The solution is to make practice feel like real work. If you use this tool when creating a quote, you should practice it in the atmosphere of creating a quote, not in a blank prompt field on a white background. The closer the practice context is to the actual workflow, the more likely the habit will actually stick.
No one tells learners when not to trust tools
Think about how you decide when to trust GPS navigation. You haven’t taken the course. You followed it into the construction zone or routed out of the way. And I learned how to override it for such situations. Trust is conditioned through small failures in moments that don’t cost that much. And thanks to them, we know when to follow them and when to make our own decisions.
Employees in industries that use AI tools through formal training programs lack such experience. They get one confidently wrong answer, such as a product specification that doesn’t match what’s on the label, or a part number that looks correct but isn’t, and the tool is discarded before it can get the credit it deserves. It’s not because they’re unreasonable. Because they apply the same standards they apply to any professional information source. If you give me bad information without flagging it as unsure, I probably won’t ask you again. Honestly, this is a fair standard to hold. The training wasn’t giving them the low-risk failures they needed before reaching that failure.
The training industry is primarily concerned about the opposite: that learners will trust AI output too much. That’s a big concern for some viewers. In my experience with industry and industry learners, failure often goes in the opposite direction. One wrong answer early on will kill the tool before it can produce any legitimate results.

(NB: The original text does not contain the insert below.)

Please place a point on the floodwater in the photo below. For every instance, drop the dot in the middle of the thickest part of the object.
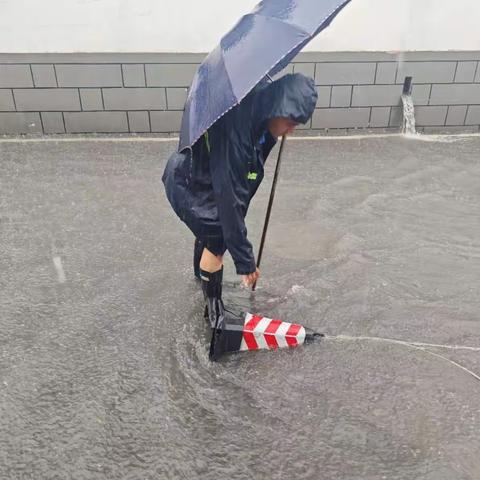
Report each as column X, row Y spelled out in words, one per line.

The solution is to incorporate adjustment exercises into your training before the first actual failure occurs. Deliberately provide the learner with incorrect AI output in a way that is consistent with how the tool actually fails on this type of task. It’s not obvious nonsense, but a subtle error that makes it seem plausible. Ask them to find out what is wrong and think about how to check it. This requires more design work than standard modules. Because constructing a plausible wrong answer requires a good understanding of the domain, and someone needs to review it. That’s the real cost. Instead, you have learners who either trust everything or trust nothing, but they’re not paying for either.
The common denominator in AI training is failure.
All three of these AI training failures stem from the same place. The course was initially designed without anyone sitting with real learners in a real workflow. That afternoon changes what you build. Without this, training will be completed on schedule and nothing will change on the floor.